Quick answer

To extract text from an image, use an OCR (Optical Character Recognition) tool. Most modern browsers support the Web AI API or you can use a free online OCR service. Upload your image — JPG, PNG, WebP, or a screenshot — and the tool reads and returns the text as selectable, copyable content. No software installation required. For best results, use a clear image with high contrast between text and background.

What is OCR and how does it work?

OCR stands for Optical Character Recognition. It's a technology that analyzes an image pixel by pixel, identifies letter shapes, and converts them into machine-readable text characters. Modern OCR uses trained neural networks to handle different fonts, sizes, handwriting styles, and image quality levels. The accuracy of OCR depends heavily on image quality: high-resolution images with clear contrast return near-perfect results, while blurry, low-contrast, or heavily stylized text produces more errors. OCR is embedded in tools like Google Docs, Adobe Acrobat, and Windows Snipping Tool, and is also available through free browser-based services.

When do you need to extract text from an image?
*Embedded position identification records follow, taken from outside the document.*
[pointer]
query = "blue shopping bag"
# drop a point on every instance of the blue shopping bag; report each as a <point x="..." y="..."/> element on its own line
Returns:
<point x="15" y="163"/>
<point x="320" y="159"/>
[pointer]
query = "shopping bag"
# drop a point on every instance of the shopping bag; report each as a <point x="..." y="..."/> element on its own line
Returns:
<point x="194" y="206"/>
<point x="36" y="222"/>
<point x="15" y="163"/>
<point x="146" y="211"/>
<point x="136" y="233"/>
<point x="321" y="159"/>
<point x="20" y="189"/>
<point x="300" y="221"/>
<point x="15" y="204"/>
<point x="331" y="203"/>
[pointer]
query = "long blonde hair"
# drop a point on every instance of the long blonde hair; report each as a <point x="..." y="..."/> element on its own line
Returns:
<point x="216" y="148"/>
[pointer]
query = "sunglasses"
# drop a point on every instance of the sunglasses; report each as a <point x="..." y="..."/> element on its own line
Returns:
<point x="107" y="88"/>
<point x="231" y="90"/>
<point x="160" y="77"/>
The most common reasons to extract text from an image: you received a screenshot or photo with information you need to copy; you scanned a printed document and need editable text; you downloaded a PDF that's actually a scanned image (no selectable text); you want to copy a quote or code snippet from a screenshot; you need to translate text embedded in a photo; you want to make an image's text searchable. If the text is in a native PDF (not scanned), you don't need OCR — just select and copy directly in your PDF viewer.

Which image formats can you extract text from?

Any raster image format works with OCR: JPG, JPEG, PNG, WebP, BMP, TIFF, GIF. Screenshots (PNG or JPG) work especially well because they're high-resolution and have perfect contrast. Scanned documents work best when scanned at 300 dpi or higher — lower resolutions introduce recognition errors. Handwritten text is significantly harder for OCR engines and accuracy varies widely depending on the handwriting. For handwriting, dedicated tools like Google Lens or Microsoft OneNote tend to perform better than generic online OCR.

How to improve OCR accuracy

If the extracted text contains errors, these steps usually fix them: increase the source image resolution before running OCR (resize or re-scan at 300 dpi+); increase contrast between text and background using an image editor; straighten crooked images — text at an angle reduces accuracy significantly; remove background noise or patterns behind the text; for screenshots, avoid scaling the image down before OCR. If the image is blurry, no software can fully recover the text — source quality is the ceiling.

OCR vs native text: which should you use?

If you're working with a native PDF, Word document, or text on a webpage, you don't need OCR — just select the text and copy it. OCR is only needed when the text exists as pixels in an image rather than as actual text characters. A quick test: try selecting text in the file. If your cursor shows a text selection indicator and you can highlight individual characters, the text is native. If you can only select a rectangular region without snapping to characters, the content is image-based and OCR is required.

Is my document safe when extracting text online?

It depends on the tool. Many online OCR services upload your files to their servers for processing — read their privacy policy before using them with sensitive documents. If privacy matters, use an offline solution: Google Docs has built-in OCR (upload image → open with Google Docs), Microsoft OneNote can extract text from images, and macOS has Live Text built into Preview for iOS 15+ devices. For sensitive legal, medical, or financial documents, prefer a local app over any web-based tool.